Upstream states are discussing contingency plans, which include keeping enough water upstream in Lake Powell to meet compact obligations as well as generate electricity at Glen Canyon Dam.

Lake Mead, however, is shrinking to the point that Las Vegas is tunneling beneath it and planning to draw water from the bottom of the pool.

The Colorado upstream is already over-allocated, Lu said, noting that Senate Bill 23 could have alleviated some stress on upstream states because water-rights holders would be encouraged to take out only the water they need, instead of their full rights.

Hickenlooper had appeared to be supportive of the measure until the last minute, Lu said.

“It seems as though all the hoops the governor asked to be maneuvered through were met with this bill,” Lu said, pointing to favorable testimony by the Colorado Water Conservation Board and other agencies. “It’s one of these things where it seems there is a failure of leadership on his part when a few naysayers decide to cry wolf and the governor balks to that.”

Environmental organizations purchased ads critical of Hickenlooper on The Daily Sentinel website, among other measures in what they call Hickenlooper’s “Failure to Lead” campaign.

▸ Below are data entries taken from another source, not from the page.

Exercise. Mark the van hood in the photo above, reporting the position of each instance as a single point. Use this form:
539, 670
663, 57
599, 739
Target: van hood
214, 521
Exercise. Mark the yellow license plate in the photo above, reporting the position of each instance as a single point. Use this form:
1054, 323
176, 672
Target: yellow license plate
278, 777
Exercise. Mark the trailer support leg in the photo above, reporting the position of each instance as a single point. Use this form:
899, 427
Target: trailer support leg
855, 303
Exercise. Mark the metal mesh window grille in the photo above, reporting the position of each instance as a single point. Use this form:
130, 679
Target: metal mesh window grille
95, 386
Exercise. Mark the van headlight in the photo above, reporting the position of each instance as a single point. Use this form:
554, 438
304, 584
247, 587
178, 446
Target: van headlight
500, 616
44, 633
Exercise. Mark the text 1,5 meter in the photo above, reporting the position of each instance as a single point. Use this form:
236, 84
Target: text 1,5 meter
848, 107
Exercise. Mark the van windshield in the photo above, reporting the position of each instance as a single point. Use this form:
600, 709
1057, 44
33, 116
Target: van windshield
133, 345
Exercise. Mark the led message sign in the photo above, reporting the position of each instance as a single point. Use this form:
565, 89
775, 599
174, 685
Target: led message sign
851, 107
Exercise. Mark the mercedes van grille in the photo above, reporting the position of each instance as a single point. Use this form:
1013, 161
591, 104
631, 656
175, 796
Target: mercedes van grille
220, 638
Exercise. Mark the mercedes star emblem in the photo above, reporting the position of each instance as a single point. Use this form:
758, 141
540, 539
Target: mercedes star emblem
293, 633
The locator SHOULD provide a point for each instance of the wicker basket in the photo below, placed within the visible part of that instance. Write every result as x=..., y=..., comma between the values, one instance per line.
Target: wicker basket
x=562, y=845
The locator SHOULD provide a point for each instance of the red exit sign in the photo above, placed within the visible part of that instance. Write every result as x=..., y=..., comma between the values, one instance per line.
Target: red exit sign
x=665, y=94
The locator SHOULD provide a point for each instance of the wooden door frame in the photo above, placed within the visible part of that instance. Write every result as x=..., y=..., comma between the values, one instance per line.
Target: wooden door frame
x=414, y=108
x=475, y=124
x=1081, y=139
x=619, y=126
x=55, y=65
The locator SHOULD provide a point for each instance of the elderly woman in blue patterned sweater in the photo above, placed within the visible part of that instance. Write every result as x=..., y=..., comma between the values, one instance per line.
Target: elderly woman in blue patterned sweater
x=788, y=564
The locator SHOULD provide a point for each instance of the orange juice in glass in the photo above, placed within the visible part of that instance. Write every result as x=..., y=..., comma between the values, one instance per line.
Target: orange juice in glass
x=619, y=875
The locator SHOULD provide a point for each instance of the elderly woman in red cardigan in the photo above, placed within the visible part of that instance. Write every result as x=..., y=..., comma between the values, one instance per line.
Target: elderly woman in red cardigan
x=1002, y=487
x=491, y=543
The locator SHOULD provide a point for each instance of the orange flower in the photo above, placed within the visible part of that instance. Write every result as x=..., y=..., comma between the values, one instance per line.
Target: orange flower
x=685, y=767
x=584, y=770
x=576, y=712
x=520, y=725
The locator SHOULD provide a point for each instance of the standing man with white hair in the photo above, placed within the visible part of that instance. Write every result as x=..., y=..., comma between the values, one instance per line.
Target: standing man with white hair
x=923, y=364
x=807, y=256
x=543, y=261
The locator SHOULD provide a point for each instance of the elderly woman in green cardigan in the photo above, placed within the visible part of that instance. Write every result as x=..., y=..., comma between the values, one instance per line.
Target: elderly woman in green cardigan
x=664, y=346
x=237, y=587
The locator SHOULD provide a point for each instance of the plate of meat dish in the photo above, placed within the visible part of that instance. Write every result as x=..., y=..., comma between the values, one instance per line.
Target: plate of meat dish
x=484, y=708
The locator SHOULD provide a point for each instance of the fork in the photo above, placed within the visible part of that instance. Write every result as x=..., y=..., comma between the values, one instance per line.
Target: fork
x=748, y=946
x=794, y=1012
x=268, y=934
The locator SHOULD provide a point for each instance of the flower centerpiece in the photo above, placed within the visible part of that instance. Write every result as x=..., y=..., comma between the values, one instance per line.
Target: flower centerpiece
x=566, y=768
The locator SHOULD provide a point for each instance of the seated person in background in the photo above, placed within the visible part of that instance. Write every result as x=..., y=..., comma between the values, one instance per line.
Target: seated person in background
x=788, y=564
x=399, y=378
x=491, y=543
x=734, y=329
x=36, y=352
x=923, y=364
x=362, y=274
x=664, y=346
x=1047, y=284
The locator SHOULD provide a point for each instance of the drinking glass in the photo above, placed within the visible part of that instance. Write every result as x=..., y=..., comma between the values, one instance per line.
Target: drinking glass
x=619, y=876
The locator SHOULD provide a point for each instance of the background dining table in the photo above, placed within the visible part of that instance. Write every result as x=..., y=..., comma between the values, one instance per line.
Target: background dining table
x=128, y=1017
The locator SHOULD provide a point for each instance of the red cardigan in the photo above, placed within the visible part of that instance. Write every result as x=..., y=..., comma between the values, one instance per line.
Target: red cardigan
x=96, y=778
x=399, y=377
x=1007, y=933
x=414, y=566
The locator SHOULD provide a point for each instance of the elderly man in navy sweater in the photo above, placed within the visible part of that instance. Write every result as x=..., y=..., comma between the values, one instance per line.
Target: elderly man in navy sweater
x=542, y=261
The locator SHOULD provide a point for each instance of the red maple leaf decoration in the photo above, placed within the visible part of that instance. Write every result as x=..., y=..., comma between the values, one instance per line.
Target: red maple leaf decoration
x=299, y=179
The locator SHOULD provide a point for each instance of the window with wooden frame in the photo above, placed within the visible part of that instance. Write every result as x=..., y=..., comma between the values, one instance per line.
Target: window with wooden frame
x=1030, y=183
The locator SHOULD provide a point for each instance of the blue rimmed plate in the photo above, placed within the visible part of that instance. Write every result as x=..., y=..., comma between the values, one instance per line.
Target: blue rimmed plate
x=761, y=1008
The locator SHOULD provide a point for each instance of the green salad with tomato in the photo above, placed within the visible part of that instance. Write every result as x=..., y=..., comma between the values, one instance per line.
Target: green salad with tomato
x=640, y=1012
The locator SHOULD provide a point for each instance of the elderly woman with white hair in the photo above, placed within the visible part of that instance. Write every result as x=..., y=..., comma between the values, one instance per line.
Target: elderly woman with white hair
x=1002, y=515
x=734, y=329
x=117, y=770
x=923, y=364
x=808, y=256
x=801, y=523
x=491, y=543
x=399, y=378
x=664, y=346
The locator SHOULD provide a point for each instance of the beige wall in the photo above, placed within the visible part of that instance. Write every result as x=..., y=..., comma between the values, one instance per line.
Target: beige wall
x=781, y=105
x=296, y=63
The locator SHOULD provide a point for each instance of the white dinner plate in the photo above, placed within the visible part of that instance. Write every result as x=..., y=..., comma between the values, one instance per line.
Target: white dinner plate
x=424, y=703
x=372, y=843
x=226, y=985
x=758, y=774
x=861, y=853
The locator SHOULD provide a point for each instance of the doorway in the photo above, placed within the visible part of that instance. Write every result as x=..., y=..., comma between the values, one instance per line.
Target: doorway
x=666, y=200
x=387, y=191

The Colorado River Water Conservation District was one of those naysayers to which Lu referred. The River District backed away from the measure because of the possibility that other users might be harmed.

The Senate Bill 23 approach won’t be abandoned, said James Eklund, director of the Colorado Water Conservation Board.

“We can have this conversation without polarizing the water community, and part of that requires listening to the concerns of important Western Slope interests on a bill that was geographically limited to the Western Slope,” Eklund wrote. “The bill’s sponsors informed us that this concept would only have been used in a handful of instances. As such, most people understand that this concept cannot remedy the serious drought and challenges we face in the Colorado River.”